Its annoying that I can find multitudes of info on ranching in the early 1900's but hit a wall after the 1930-1940. I would prefer anecdotal but all I can get are charts and tables on the economics of the practice. Frustrating to say the least. Its been about a month since i've seriously engaged in this research and its a bit disheartening to see so little of what I need out there. I have a list of material that i need to get at the Archives in Edmonton, the Galt Museum and the Glenbow to get to, which at my current financial state is next to impossible. But I've managed to get access to a number of online archives and libraries which has given me some hope, and my local library seems to have some good information although the 3 books by Hank Pallister would really help but VPL doesn't have them.
I am embarking on what is probably my fifth attempt to read Ayn Rand's seminal work Atlas Shrugged (aside: I think a new word needs to be invented to take the place of 'seminal' since its more of a medical term and it seems strange to attach it to a woman's work). I'm not sure what has kept me from getting into her work before and I've been trying since Highschool. She's very conservative, against all government interfearance in a free market economy but I can't imagine that being what has kept me from diving into her fiction since I've been able to read to much work that I don't agree with. This time I've made it farther then before and its starting to grab me. Its helped that i've needed a distraction from exams.

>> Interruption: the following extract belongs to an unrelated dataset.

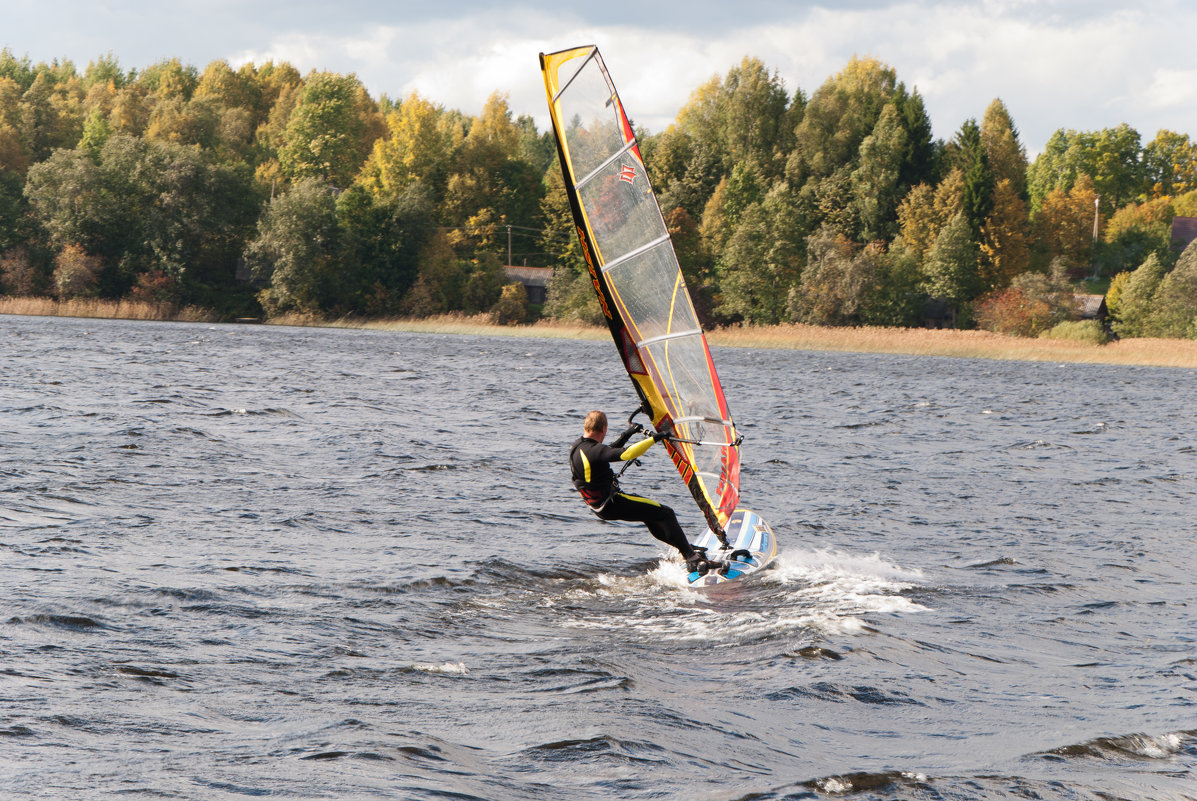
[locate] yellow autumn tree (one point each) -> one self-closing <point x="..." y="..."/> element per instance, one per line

So far my impressions are limited seeing as I've only reached page 81
- Dagny Taggert is a woman with much potential and hopelessly stuck in man's world in era where her values and beliefs are being left behind by all those around her.
- Hank Rearden is possibly a high functioning autistic
- What is the anti-dog-eat-dog rule's real life listing and has it been introduced by lefties or righties?
So I have embarked on a historical fiction novel, not the easiest project I could have picked. Especially since most of my research will have to take place digitally because the place of research - southern alberta - is currently so far away. Its hard, the libraries out here have very little to offer me and most museums and archives are a little slow to catch up to the digital age. I've managed to find some information on the Mormon operated Ancestry.ca (for a small fortune) as well as there are some amateur genealogists in Edmonton who will send me family Homestead Records that could help but my current location, while inspirational, is presenting some unique problems. I guess this just means a trip back to my roots is needed in the near future. I need a day or two at the Galt Museum in Lethbridge to really dig into their archives, and the U of L has some wonderful collections as well. (Too bad I didn't think about all this 5 years ago, when I was living and going to school there).